Battisti confessa 4 omicidi: "Per me era una guerra giusta"

Per la prima volta chiede perdono ai familiari delle sue vittime: mi sentivo un giustiziere dei nemici del popolo

Battisti confessa 4 omicidi: "Per me era una guerra giusta"

Ammette di aver commesso quattro omicidi, rinnega (a suo modo) gli anni della lotta armata, chiede scusa «con imbarazzo» alle persone cui ha causato dolore. Ma non parla dei complici, non descrive fatti nuovi (ammesso che ce ne siano), non è un pentito e non collabora con la giustizia. Cesare Battisti per la prima volta si prende le proprie responsabilità. Lo fa davanti al capo del pool anti terrorismo della Procura di Milano Alberto Nobili che sabato e domenica ha interrogato nel carcere di Oristano l'ex fuggiasco arrestato a gennaio.

«Battisti ha ammesso ogni addebito - spiega il procuratore della Repubblica Francesco Greco - Di aver partecipato direttamente a quattro omicidi, in due dei quali è stato l'esecutore materiale. Si tratta di un passaggio molto importante, che fa chiarezza su un periodo buio. Fa giustizia di decenni di polemiche e rende onore alle forze dell'ordine e alla magistratura». L'interrogatorio, durato circa nove ore, è stato richiesto dallo stesso Battisti. Nobili è titolare dell'inchiesta sulla lunga latitanza dell'ex membro dei Pac. Con lui Cristina Villa, dirigente della Digos che ha guidato le indagini che hanno portato alla cattura. Le ammissioni di Battisti sono giudicate «importantissime» dalla Procura, anche perché vengono da un uomo che è stato un irriducibile. Che per 37 anni si è proclamato innocente, dichiarandosi un perseguitato politico e sfuggendo alla giustizia. Da detenuto ha chiesto al suo legale, l'avvocato Davide Steccanella, le sentenze con le condanne a suo carico passate in giudicato. Dopo averle lette ha chiesto il colloquio coi pm. Un'unica condizione: parlare solo di sé. Complici e responsabilità sono d'altra parte già accertati. Per il resto riconosce come vero ciò che è scritto sui Pac, che agivano come «giustizieri» dei «nemici del popolo». Sugli omicidi tra 1978 e 1979 dell'agente della Digos Andrea Campagna, della guardia carceraria Antonio Santoro, dei commercianti Dino Sabadin e Pierluigi Torregiani. Nei primi due è proprio Battisti a sparare. Sulle tre gambizzazioni e sulle decine di rapine per autofinanziamento del gruppo terroristico.

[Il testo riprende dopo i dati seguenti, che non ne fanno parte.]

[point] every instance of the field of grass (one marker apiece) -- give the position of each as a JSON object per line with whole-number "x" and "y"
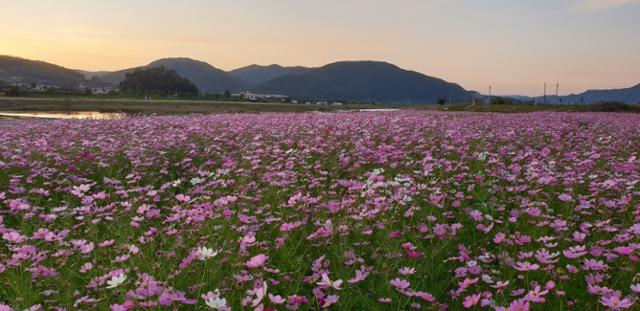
{"x": 405, "y": 210}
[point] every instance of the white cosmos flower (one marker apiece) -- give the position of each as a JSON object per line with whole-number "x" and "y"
{"x": 216, "y": 303}
{"x": 116, "y": 281}
{"x": 205, "y": 253}
{"x": 328, "y": 283}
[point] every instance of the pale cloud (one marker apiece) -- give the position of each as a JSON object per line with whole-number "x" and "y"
{"x": 599, "y": 5}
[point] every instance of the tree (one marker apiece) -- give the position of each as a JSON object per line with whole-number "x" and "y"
{"x": 157, "y": 81}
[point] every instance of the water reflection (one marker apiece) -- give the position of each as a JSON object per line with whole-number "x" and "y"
{"x": 73, "y": 115}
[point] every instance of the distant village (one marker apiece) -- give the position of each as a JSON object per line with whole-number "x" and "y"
{"x": 27, "y": 87}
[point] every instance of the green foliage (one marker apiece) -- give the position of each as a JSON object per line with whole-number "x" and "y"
{"x": 157, "y": 81}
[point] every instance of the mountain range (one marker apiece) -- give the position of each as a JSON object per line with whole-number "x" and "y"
{"x": 20, "y": 70}
{"x": 626, "y": 95}
{"x": 370, "y": 81}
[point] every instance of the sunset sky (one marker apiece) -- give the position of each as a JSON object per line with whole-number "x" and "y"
{"x": 512, "y": 45}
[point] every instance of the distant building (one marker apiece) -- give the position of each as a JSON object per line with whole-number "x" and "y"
{"x": 261, "y": 97}
{"x": 103, "y": 90}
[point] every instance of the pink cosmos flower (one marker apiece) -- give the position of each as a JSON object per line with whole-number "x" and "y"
{"x": 526, "y": 266}
{"x": 256, "y": 261}
{"x": 615, "y": 303}
{"x": 471, "y": 301}
{"x": 565, "y": 197}
{"x": 328, "y": 301}
{"x": 400, "y": 284}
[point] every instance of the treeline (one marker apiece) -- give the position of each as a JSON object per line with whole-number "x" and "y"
{"x": 159, "y": 81}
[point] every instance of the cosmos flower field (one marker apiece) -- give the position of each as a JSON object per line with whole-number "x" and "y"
{"x": 344, "y": 211}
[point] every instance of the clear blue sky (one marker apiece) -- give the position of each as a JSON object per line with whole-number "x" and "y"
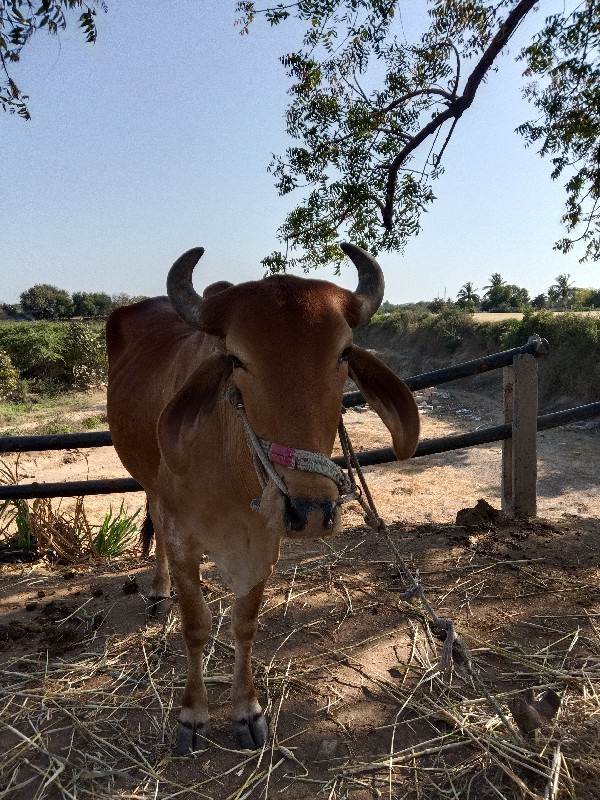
{"x": 157, "y": 139}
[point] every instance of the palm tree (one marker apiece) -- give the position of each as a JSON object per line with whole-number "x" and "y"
{"x": 563, "y": 290}
{"x": 496, "y": 282}
{"x": 467, "y": 293}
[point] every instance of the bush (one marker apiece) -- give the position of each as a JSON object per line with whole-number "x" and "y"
{"x": 35, "y": 350}
{"x": 84, "y": 355}
{"x": 9, "y": 377}
{"x": 56, "y": 356}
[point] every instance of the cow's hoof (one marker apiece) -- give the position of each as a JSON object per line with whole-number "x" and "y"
{"x": 190, "y": 738}
{"x": 157, "y": 606}
{"x": 251, "y": 732}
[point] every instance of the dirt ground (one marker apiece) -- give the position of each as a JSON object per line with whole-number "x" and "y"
{"x": 348, "y": 672}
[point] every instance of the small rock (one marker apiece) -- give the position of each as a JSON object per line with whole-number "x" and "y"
{"x": 131, "y": 586}
{"x": 328, "y": 748}
{"x": 482, "y": 515}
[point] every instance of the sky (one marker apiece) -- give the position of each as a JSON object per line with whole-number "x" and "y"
{"x": 158, "y": 137}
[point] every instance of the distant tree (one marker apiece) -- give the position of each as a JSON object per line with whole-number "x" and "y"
{"x": 519, "y": 297}
{"x": 43, "y": 301}
{"x": 497, "y": 293}
{"x": 19, "y": 20}
{"x": 553, "y": 297}
{"x": 467, "y": 298}
{"x": 563, "y": 289}
{"x": 502, "y": 296}
{"x": 92, "y": 304}
{"x": 439, "y": 304}
{"x": 123, "y": 299}
{"x": 586, "y": 298}
{"x": 386, "y": 307}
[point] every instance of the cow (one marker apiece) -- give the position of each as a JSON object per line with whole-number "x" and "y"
{"x": 190, "y": 379}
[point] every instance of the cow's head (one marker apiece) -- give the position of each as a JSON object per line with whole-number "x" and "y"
{"x": 286, "y": 344}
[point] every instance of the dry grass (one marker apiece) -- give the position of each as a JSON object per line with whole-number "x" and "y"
{"x": 98, "y": 722}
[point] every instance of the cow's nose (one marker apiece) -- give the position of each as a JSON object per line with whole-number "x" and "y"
{"x": 297, "y": 512}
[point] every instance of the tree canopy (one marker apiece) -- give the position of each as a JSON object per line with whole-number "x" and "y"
{"x": 19, "y": 20}
{"x": 372, "y": 116}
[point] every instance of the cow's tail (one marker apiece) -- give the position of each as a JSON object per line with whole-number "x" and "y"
{"x": 147, "y": 532}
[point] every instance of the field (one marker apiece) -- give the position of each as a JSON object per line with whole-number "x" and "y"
{"x": 349, "y": 674}
{"x": 490, "y": 316}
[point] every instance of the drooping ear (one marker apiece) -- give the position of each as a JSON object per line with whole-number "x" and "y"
{"x": 389, "y": 397}
{"x": 187, "y": 410}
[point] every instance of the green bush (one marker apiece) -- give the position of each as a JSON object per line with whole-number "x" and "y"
{"x": 56, "y": 356}
{"x": 35, "y": 350}
{"x": 84, "y": 354}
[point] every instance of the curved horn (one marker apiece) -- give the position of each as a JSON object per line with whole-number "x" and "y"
{"x": 186, "y": 302}
{"x": 371, "y": 283}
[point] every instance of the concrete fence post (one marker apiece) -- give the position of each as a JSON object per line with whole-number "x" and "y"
{"x": 519, "y": 453}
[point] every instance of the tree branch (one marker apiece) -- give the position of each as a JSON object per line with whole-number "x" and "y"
{"x": 458, "y": 105}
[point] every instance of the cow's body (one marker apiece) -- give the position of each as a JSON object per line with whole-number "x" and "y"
{"x": 285, "y": 344}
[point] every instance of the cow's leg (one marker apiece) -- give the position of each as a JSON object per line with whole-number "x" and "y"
{"x": 160, "y": 592}
{"x": 250, "y": 725}
{"x": 192, "y": 728}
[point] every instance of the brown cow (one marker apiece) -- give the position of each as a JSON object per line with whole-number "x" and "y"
{"x": 285, "y": 344}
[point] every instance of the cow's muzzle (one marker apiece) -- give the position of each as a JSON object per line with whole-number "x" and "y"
{"x": 298, "y": 515}
{"x": 266, "y": 454}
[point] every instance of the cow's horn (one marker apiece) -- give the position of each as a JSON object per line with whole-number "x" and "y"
{"x": 184, "y": 298}
{"x": 371, "y": 283}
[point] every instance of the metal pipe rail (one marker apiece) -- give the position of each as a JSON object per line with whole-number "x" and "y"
{"x": 535, "y": 346}
{"x": 366, "y": 458}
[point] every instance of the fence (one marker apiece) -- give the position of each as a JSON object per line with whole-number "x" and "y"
{"x": 518, "y": 433}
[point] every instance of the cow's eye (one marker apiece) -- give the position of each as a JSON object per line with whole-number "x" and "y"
{"x": 346, "y": 354}
{"x": 235, "y": 362}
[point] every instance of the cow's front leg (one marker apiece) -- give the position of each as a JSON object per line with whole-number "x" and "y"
{"x": 159, "y": 598}
{"x": 250, "y": 725}
{"x": 192, "y": 728}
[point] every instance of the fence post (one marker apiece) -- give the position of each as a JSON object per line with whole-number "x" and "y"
{"x": 519, "y": 453}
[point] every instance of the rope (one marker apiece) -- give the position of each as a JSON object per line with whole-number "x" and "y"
{"x": 454, "y": 649}
{"x": 441, "y": 627}
{"x": 265, "y": 452}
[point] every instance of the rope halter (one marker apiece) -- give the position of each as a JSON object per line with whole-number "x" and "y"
{"x": 266, "y": 453}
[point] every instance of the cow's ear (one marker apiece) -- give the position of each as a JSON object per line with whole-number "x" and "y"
{"x": 389, "y": 397}
{"x": 187, "y": 410}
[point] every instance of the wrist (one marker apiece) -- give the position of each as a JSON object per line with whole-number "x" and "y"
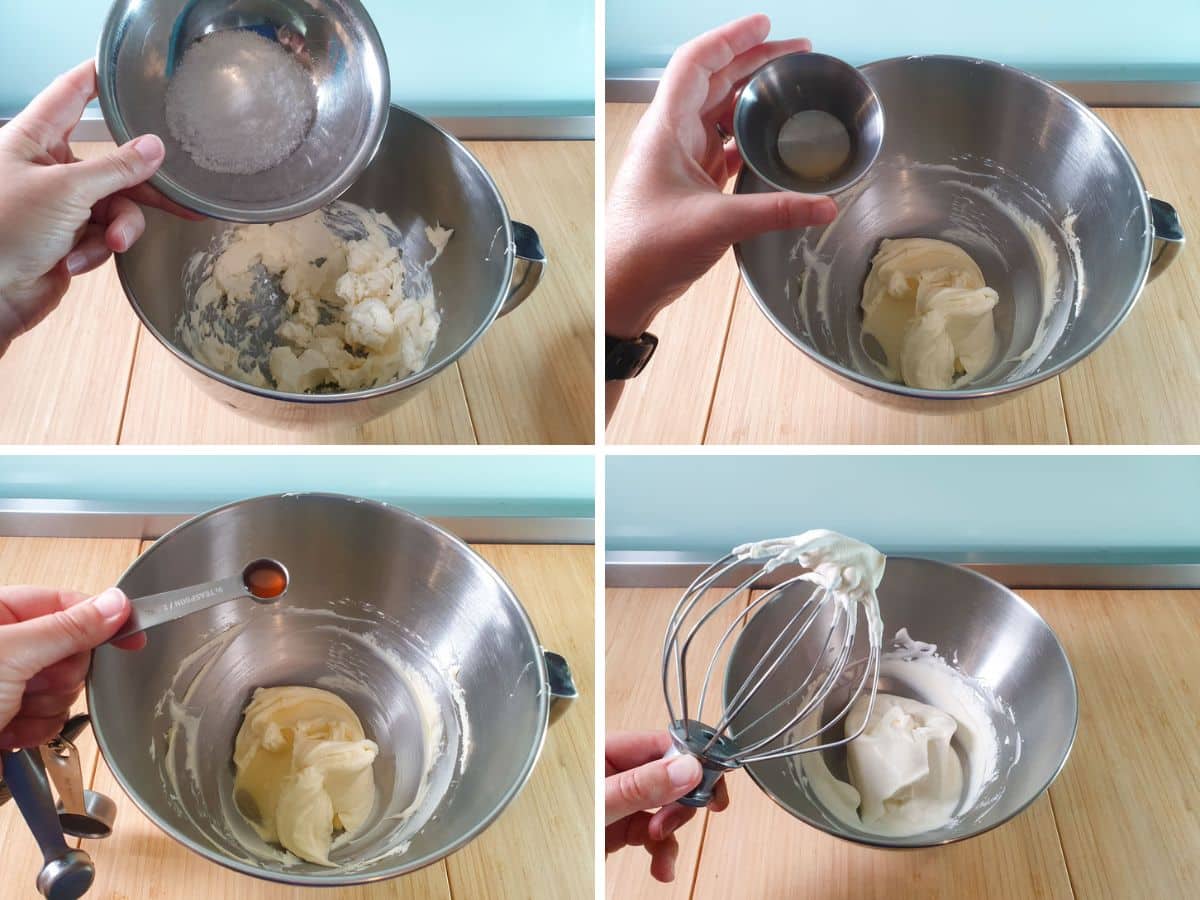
{"x": 628, "y": 311}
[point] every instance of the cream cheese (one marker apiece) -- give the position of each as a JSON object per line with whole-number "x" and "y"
{"x": 304, "y": 769}
{"x": 348, "y": 321}
{"x": 927, "y": 304}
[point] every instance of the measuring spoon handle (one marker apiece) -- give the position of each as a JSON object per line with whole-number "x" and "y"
{"x": 27, "y": 779}
{"x": 159, "y": 609}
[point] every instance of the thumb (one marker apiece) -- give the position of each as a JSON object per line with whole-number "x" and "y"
{"x": 649, "y": 786}
{"x": 125, "y": 167}
{"x": 36, "y": 643}
{"x": 748, "y": 215}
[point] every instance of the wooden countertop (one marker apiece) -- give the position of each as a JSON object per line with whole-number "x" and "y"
{"x": 541, "y": 846}
{"x": 723, "y": 375}
{"x": 91, "y": 375}
{"x": 1121, "y": 821}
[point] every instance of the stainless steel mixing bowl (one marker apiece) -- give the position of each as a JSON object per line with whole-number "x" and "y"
{"x": 995, "y": 636}
{"x": 371, "y": 585}
{"x": 142, "y": 43}
{"x": 420, "y": 175}
{"x": 958, "y": 129}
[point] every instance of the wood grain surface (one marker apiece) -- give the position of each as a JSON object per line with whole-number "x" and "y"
{"x": 541, "y": 846}
{"x": 723, "y": 375}
{"x": 1122, "y": 820}
{"x": 91, "y": 375}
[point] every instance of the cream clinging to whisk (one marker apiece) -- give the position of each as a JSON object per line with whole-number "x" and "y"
{"x": 847, "y": 568}
{"x": 804, "y": 661}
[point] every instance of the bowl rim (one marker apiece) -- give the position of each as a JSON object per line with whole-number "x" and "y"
{"x": 401, "y": 868}
{"x": 883, "y": 843}
{"x": 970, "y": 393}
{"x": 835, "y": 185}
{"x": 112, "y": 34}
{"x": 379, "y": 390}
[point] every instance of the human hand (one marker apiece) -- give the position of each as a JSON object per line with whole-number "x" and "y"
{"x": 637, "y": 779}
{"x": 46, "y": 642}
{"x": 60, "y": 216}
{"x": 669, "y": 221}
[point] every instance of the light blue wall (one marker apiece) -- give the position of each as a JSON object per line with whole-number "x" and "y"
{"x": 435, "y": 485}
{"x": 455, "y": 58}
{"x": 1072, "y": 507}
{"x": 1060, "y": 39}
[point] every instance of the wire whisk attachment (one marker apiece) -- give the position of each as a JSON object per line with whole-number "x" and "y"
{"x": 801, "y": 673}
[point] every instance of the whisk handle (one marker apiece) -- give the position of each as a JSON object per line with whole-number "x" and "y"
{"x": 702, "y": 793}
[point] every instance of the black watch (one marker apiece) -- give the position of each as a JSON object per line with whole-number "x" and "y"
{"x": 624, "y": 359}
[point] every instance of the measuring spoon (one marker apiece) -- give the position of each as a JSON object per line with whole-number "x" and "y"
{"x": 263, "y": 580}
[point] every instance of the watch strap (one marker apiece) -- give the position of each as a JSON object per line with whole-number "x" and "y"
{"x": 625, "y": 358}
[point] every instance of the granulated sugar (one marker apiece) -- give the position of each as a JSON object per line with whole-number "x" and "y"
{"x": 239, "y": 103}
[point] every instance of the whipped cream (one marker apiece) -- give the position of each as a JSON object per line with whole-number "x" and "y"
{"x": 919, "y": 765}
{"x": 906, "y": 773}
{"x": 849, "y": 569}
{"x": 927, "y": 304}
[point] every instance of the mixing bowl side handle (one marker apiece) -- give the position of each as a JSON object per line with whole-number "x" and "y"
{"x": 1168, "y": 237}
{"x": 527, "y": 267}
{"x": 562, "y": 684}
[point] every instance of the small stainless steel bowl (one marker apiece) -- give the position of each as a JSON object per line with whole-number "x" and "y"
{"x": 144, "y": 40}
{"x": 421, "y": 175}
{"x": 995, "y": 636}
{"x": 796, "y": 83}
{"x": 373, "y": 588}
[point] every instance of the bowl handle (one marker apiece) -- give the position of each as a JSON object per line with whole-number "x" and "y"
{"x": 1168, "y": 237}
{"x": 562, "y": 684}
{"x": 527, "y": 267}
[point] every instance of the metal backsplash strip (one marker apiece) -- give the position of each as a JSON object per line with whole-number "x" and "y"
{"x": 1107, "y": 570}
{"x": 637, "y": 85}
{"x": 466, "y": 127}
{"x": 94, "y": 519}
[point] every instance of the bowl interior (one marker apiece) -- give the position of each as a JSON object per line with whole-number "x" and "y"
{"x": 420, "y": 177}
{"x": 394, "y": 616}
{"x": 983, "y": 156}
{"x": 795, "y": 83}
{"x": 994, "y": 637}
{"x": 335, "y": 41}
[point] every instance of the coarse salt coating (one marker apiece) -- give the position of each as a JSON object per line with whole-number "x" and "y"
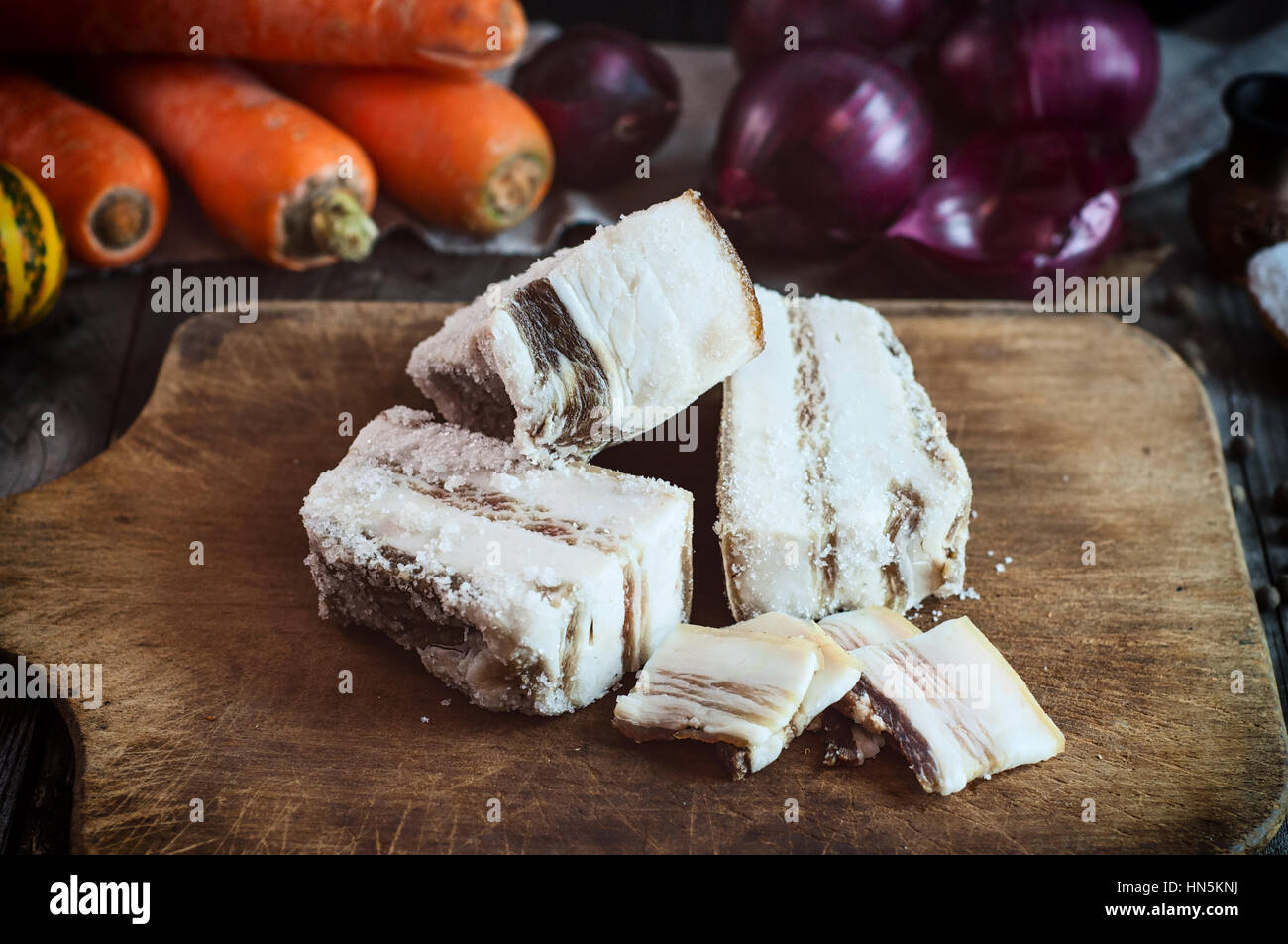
{"x": 601, "y": 342}
{"x": 838, "y": 487}
{"x": 528, "y": 587}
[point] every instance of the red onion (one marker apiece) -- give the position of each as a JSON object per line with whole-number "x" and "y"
{"x": 758, "y": 29}
{"x": 1012, "y": 62}
{"x": 819, "y": 149}
{"x": 605, "y": 95}
{"x": 1017, "y": 205}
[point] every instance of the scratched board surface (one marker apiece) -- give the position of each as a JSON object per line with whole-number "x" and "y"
{"x": 220, "y": 682}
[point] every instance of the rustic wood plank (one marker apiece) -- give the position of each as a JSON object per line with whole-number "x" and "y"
{"x": 1133, "y": 670}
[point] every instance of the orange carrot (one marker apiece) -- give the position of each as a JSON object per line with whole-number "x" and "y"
{"x": 452, "y": 34}
{"x": 460, "y": 151}
{"x": 273, "y": 176}
{"x": 103, "y": 181}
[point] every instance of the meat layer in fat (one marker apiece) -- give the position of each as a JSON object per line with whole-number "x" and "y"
{"x": 600, "y": 342}
{"x": 528, "y": 587}
{"x": 838, "y": 487}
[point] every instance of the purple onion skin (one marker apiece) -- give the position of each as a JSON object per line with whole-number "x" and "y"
{"x": 756, "y": 30}
{"x": 605, "y": 97}
{"x": 819, "y": 149}
{"x": 1017, "y": 62}
{"x": 1018, "y": 205}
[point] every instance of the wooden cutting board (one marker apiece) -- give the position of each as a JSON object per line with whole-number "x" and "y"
{"x": 222, "y": 682}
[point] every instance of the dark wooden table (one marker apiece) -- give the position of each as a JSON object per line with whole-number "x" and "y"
{"x": 94, "y": 361}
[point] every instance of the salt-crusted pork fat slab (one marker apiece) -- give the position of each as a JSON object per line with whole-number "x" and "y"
{"x": 837, "y": 485}
{"x": 600, "y": 342}
{"x": 528, "y": 587}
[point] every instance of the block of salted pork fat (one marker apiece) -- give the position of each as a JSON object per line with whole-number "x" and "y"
{"x": 528, "y": 587}
{"x": 952, "y": 703}
{"x": 837, "y": 487}
{"x": 600, "y": 342}
{"x": 750, "y": 687}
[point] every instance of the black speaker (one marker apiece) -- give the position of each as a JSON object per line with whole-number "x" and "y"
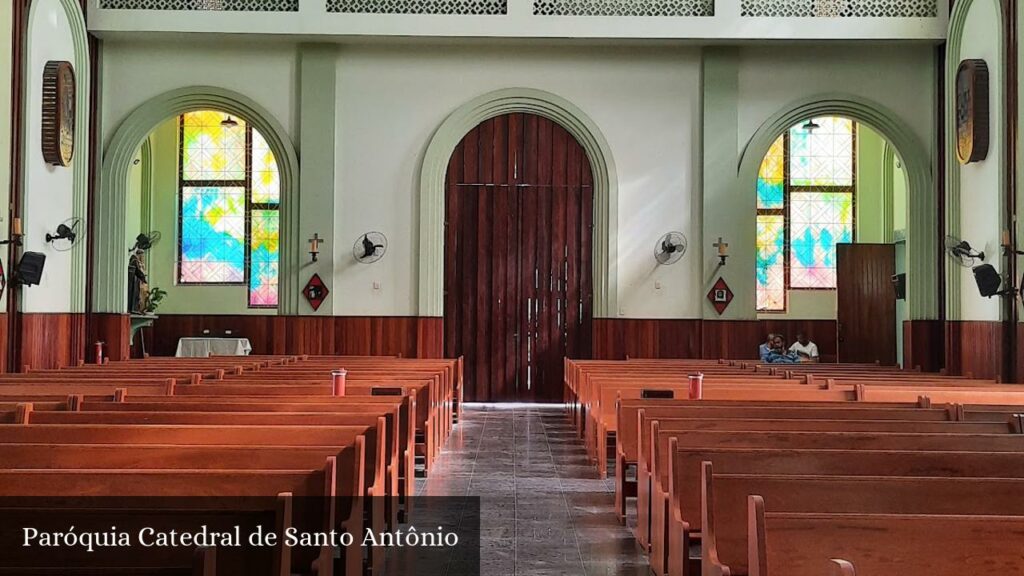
{"x": 30, "y": 269}
{"x": 988, "y": 280}
{"x": 899, "y": 285}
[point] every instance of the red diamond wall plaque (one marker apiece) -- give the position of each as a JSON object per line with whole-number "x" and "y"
{"x": 720, "y": 295}
{"x": 315, "y": 292}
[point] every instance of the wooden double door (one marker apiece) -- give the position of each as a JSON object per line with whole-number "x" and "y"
{"x": 517, "y": 257}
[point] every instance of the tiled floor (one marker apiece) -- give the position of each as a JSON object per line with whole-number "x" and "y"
{"x": 544, "y": 509}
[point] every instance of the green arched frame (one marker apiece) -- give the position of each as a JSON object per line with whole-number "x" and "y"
{"x": 922, "y": 228}
{"x": 443, "y": 142}
{"x": 110, "y": 251}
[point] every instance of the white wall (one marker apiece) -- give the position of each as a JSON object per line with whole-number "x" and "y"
{"x": 134, "y": 72}
{"x": 645, "y": 101}
{"x": 47, "y": 200}
{"x": 772, "y": 78}
{"x": 6, "y": 15}
{"x": 981, "y": 198}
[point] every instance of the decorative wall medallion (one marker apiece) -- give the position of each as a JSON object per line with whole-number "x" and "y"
{"x": 720, "y": 295}
{"x": 315, "y": 292}
{"x": 58, "y": 113}
{"x": 972, "y": 111}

«Mi rendo conto del male che ho fatto - ha detto l'ex fuggitivo, che secondo chi l'ha ascoltato mostrava profondo disagio - Chiedo scusa. Allora per me era una guerra giusta, ora so che è stata devastante». Gli inquirenti leggono le sue dichiarazioni come una «dissociazione» tardiva, ma anche come un rinnegare quegli anni. Un ricostruire il passato che è un «rito liberatorio», all'inizio faticoso ma perseguito con la volontà di fare chiarezza e togliersi un peso. «La lotta armata - ha aggiunto Battisti - ha stroncato quel movimento culturale e sociale positivo che era nato con il '68». Il suo sarebbe infine un riconoscere che le istituzioni in quel periodo hanno combattuto il terrorismo seguendo sempre le regole. Sulla latitanza l'ex Pac ha solo precisato di non aver mai ricevuto coperture «oblique, occulte», riferendosi ai servizi segreti. Ma di essere sopravvissuto grazie all'appoggio della sinistra di molti Paesi come la Francia, il Messico, il Brasile. Tali ammissioni possono far ottenere Battisti benefici durante la detenzione? Sulla carta sì. La Corte d'assise d'appello deve decidere sulla richiesta della difesa di commutare l'ergastolo in 30 anni di carcere. La prossima udienza dell'incidente di esecuzione è il 17 maggio. La Procura esclude questo risvolto: «Non siamo noi gli interlocutori designati». Mentre l'avvocato Steccanella: «Non ha parlato per eventuali benefici.

La speranza è di restituire un'immagine giusta del mio assistito, che non è quel mostro che può colpire ancora che è stato descritto. È una persona che da 40 anni non delinque e ha voluto ricostruire ciò che gli è accaduto. Cose che sono accadute ad altre migliaia di persone in quella guerra civile che molti come lui all'epoca ritenevano giusta».